EM UK: New Parliament must challenge Brexit
At an event yesterday at Europe House in London, run by the London branch of the European Movement UK, London4Europe, Stephen Dorrell, chair of the European Movement and former cabinet minister, gave the keynote address – see below.
“The General Election result means that Parliament will be the arbiter in the Brexit negotiations.
“And voters will look to Parliament to apply a simple test to every decision made by ministers – does this proposal serve our national interest?
“This question must be asked insistently, independently and assertively.
“We cannot accept the mantra which says, ‘I regret the outcome of the referendum, but we have to make the best of it’. It is simply an excuse for accepting second best; for collusion in a pretence.

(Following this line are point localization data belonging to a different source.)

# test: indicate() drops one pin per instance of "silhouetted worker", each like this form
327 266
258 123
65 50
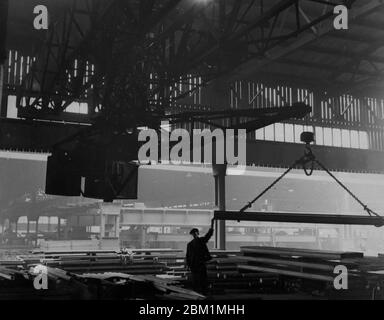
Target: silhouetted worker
197 257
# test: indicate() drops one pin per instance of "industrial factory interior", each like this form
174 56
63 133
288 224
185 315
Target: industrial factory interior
194 150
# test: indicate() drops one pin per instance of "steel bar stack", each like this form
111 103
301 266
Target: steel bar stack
314 271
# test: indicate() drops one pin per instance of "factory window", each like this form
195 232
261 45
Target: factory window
279 132
77 107
269 133
363 139
260 134
298 130
11 107
336 137
327 136
319 136
354 139
289 137
345 138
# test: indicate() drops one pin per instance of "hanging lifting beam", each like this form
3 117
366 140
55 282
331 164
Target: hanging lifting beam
290 217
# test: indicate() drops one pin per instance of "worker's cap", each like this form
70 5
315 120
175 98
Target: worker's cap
193 231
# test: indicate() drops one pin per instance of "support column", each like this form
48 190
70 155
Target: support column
37 231
219 173
3 54
58 227
143 238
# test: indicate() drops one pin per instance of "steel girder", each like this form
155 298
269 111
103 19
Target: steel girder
129 60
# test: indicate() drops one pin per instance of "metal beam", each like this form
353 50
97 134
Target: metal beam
253 66
300 218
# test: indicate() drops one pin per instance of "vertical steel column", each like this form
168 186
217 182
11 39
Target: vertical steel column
58 228
3 53
219 173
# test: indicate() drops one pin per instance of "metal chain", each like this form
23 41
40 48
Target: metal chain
310 157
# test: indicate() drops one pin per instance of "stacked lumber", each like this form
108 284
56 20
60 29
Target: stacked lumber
224 276
313 270
141 261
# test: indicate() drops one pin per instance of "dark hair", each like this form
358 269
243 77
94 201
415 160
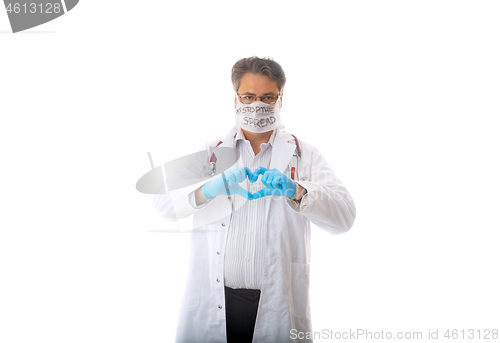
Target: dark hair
258 66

“Nor is enough to say that both major parties in the General Election accepted the result of the EU referendum.
“We all know that the EU referendum was silent about the shape of Brexit, and the two major parties offered widely disparate versions in the General Election, neither of which commanded a majority of either votes of seats.
“Against this background it is offensive to call for people to ‘rally round’ and support ministers. On the contrary, those of us who agree with John Major that Brexit of any sort would be “an historic mistake” must maintain the pressure on MPs and peers to challenge ministers to show how Brexit serves Britain’s national interest.

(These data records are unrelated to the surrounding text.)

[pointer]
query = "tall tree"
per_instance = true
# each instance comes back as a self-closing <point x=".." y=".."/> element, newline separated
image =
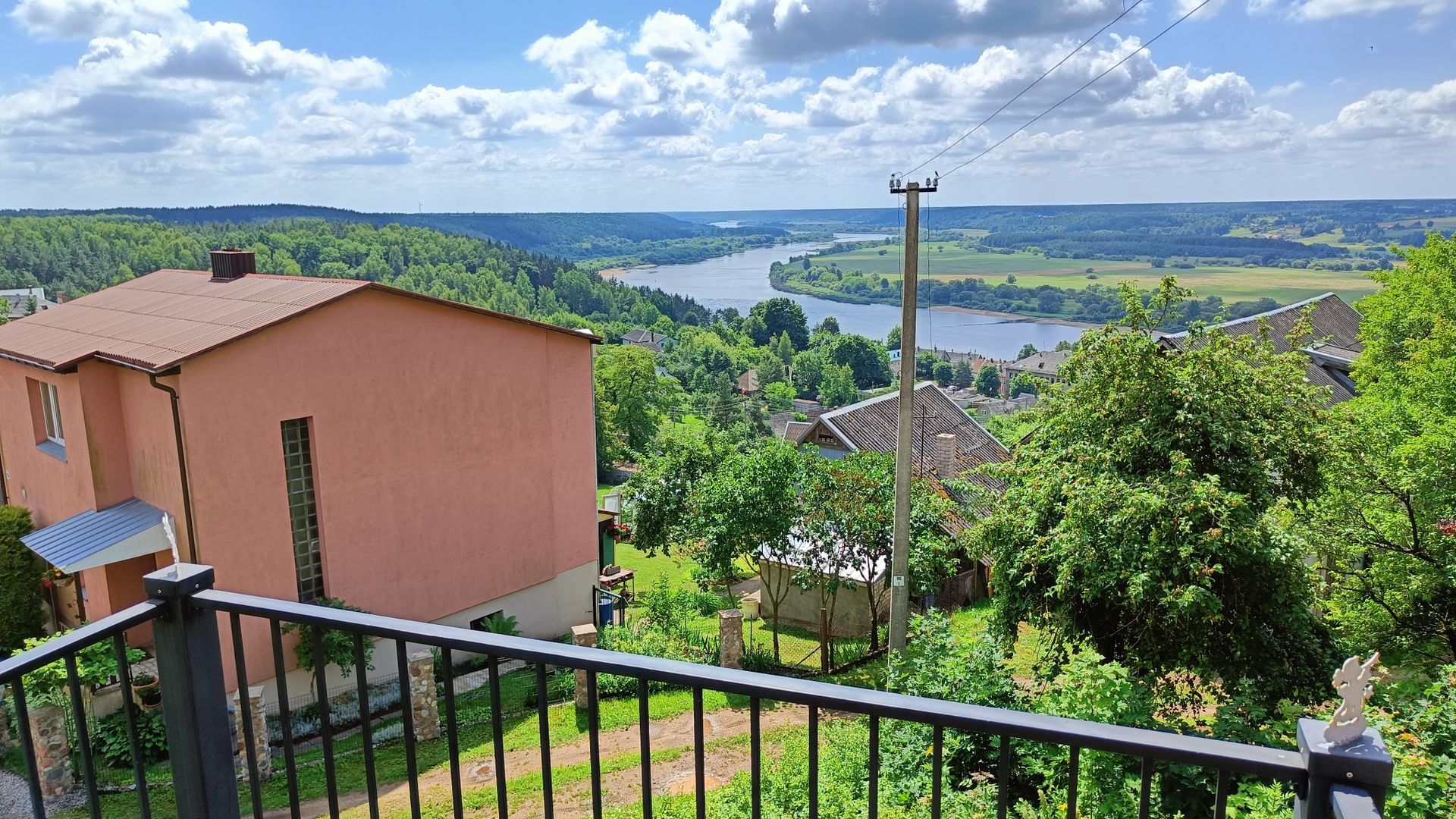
<point x="1145" y="515"/>
<point x="987" y="382"/>
<point x="631" y="397"/>
<point x="775" y="316"/>
<point x="1386" y="525"/>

“We all know that the Brexit negotiations could lead to a fundamental change in Britain’s place in the world. They challenge relationships and principles for which Britain has been a champion for over 70 years under Labour and Conservative administrations. We have a right to know what ministers propose, in our name, should be put in their place.
“It is a mammoth undertaking and it has not started well.
“Democracy is a process, not an event. It requires vigorous public discussion and it requires government to account for its decisions as they are made.
“That principle has never been more important than it is now.”